Figure 1 Flow chart of case sample selection. CT, computed tomography.

In Hospital 1, 339 patients were randomly selected, with 341 pulmonary nodules (MIA: 206, 60.4%; AIS: 57, 16.7%; IAC: 78, 22.9%). In Hospitals 2 and 3, 82 patients with 86 pulmonary nodules were randomly selected (MIA: 54, 62.8%; AIS: 10, 11.6%; IAC: 22, 25.6%). Overall, there were 227 patients with 227 lesions in the training cohort, 112 patients with 114 lesions in the testing cohort, and 82 patients with 86 lesions in the verification cohort. The patient information is listed in Table 1.

Table 1

Patient characteristic information in the training cohort, testing cohort and validation cohort

Characteristics Training cohort (n=227) Testing cohort (n=112) Validation cohort (n=86)
MIA/AIS (n=177) IAC (n=50) P value MIA/AIS (n=86) IAC (n=28) P value MIA/AIS (n=64) IAC (n=22) P value
Age (years) 50.74±11 54.60±11 <0.05 51.43±11 53.28±11 <0.05 54.02±14 62.74±11 <0.05
Gender 0.21 0.19 0.12
   Male 53 18 35 10 25 8
   Female 124 32 51 18 39 14
Margin 0.83 0.99 0.49
   Blurred 154 46 77 24 33 16
   Clear 23 4 9 4 9 6
Lobulation <0.05 0.18 0.12
   Present 134 40 58 23 22 5
   Absent 43 10 28 5 42 17
Spiculation 0.46 0.63 0.17
   Present 127 33 61 23 58 20
   Absent 50 17 25 5 6 2
Pleural attachment <0.05 <0.05 0.3273
   Present 28 23 19 15 28 12
   Absent 149 27 67 13 36 10
Air bronchogram 0.09 <0.05 0.14
   Present 85 27 45 16 34 6
   Absent 92 23 41 12 30 16
Vessel change 0.63 0.58 <0.05
   Present 121 37 69 25 52 19
   Absent 56 13 17 3 12 3
Bubble lucency 0.19 0.18 0.09
   Present 53 21 37 13 23 10
   Absent 124 29 49 15 41 12
Average major axis (mm) 9.12±3.07 11.02±1.22 <0.05 9.10±2.62 11.38±2.17 <0.05 11.11±4.36 18.78±7.92 <0.05
Average minor axis (mm) 7.09±2.03 8.45±2.39 <0.05 6.27±1.99 9.61±2.40 <0.05 8.68±3.05 14.53±4.37 <0.05
Lobe 0.38 0.21 0.07
   Left 74 23 40 12 20 13
   Right 103 27 46 16 44 9
Classification <0.05 <0.05 <0.05
   pGGN 135 21 67 9 55 7
   mGGN 42 29 19 19 9 15

Numeric features are presented as the mean ± standard deviation. MIA, minimally invasive adenocarcinoma; AIS, adenocarcinoma in situ; IAC, invasive adenocarcinoma; pGGN, pure ground-glass nodule; mGGN, mixed ground-glass nodule.

CT image acquisition

An unenhanced chest CT exam was performed for an entire lung scan of each patient in all three hospitals. At Hospital 1, the CT images were obtained by a United-Imaging 760 CT device (tube voltage of 120 kVp, tube current modulation of 42–126 mA, and 1.0 mm reconstructed slice thickness) and a Siemens Emotion 16 CT device (tube voltage of 130 kVp, tube current modulation of 34–123 mA, and 1.0 mm reconstructed slice thickness) with a 512×512 resolution. At Hospitals 2 and 3, a Philips iCT 256 CT device (tube voltage of 120 kVp, tube current modulation of 161 mA, and 1.0 mm reconstructed slice thickness) and a Philips Brilliance 16 CT device (tube voltage of 120 kVp, tube current modulation of 219 mA, and 1.0 mm reconstructed slice thickness) were used to obtain CT images.
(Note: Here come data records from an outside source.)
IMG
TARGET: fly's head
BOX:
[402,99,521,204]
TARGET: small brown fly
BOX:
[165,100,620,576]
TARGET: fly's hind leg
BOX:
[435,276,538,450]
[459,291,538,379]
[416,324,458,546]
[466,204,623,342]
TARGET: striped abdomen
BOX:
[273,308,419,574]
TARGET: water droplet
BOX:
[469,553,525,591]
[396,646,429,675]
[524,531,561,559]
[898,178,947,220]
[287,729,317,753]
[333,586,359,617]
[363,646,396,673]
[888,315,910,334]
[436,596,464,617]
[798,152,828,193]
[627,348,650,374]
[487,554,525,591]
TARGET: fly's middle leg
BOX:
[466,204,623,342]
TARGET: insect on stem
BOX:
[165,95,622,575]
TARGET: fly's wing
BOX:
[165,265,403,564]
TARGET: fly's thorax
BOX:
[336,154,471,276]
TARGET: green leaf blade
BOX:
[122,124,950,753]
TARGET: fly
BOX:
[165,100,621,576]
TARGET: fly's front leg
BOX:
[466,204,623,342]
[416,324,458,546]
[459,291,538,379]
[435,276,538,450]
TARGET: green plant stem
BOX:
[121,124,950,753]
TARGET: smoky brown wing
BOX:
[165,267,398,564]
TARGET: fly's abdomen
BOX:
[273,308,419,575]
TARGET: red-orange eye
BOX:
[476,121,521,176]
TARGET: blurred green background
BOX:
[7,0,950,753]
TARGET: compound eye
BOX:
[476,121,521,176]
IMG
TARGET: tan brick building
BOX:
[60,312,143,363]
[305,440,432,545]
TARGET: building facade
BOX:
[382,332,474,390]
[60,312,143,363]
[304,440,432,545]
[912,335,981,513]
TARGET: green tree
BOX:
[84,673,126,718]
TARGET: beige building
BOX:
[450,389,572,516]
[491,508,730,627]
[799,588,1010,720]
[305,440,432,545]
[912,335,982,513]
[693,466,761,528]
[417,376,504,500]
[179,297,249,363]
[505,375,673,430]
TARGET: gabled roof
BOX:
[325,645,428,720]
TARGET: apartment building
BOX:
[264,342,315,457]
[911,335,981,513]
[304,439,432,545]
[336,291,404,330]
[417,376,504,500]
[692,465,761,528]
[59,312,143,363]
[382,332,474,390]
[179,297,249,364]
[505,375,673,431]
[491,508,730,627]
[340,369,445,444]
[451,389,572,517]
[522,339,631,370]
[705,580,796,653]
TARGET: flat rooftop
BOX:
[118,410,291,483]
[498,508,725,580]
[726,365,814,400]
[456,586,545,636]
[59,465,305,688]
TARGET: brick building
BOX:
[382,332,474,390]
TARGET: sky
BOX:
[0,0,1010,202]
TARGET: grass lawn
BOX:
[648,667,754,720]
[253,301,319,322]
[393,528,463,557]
Radiomics signatures and radiological feature extraction

Preliminary segmentation of CT images was performed using internal semiautomatic segmentation software (25). A radiologist with 6 years of experience manually examined the segmentation results. Subsequently, the diagnosis was confirmed by another radiologist with 20 years of experience. After confirming the segmentation results, the lesion area CT image was analyzed by open-source software (PyRadiomics 3.0.1) (26), and 952 radiological features (including tumor size, shape, first-order statistics of descriptor values, and high-order texture features) were extracted.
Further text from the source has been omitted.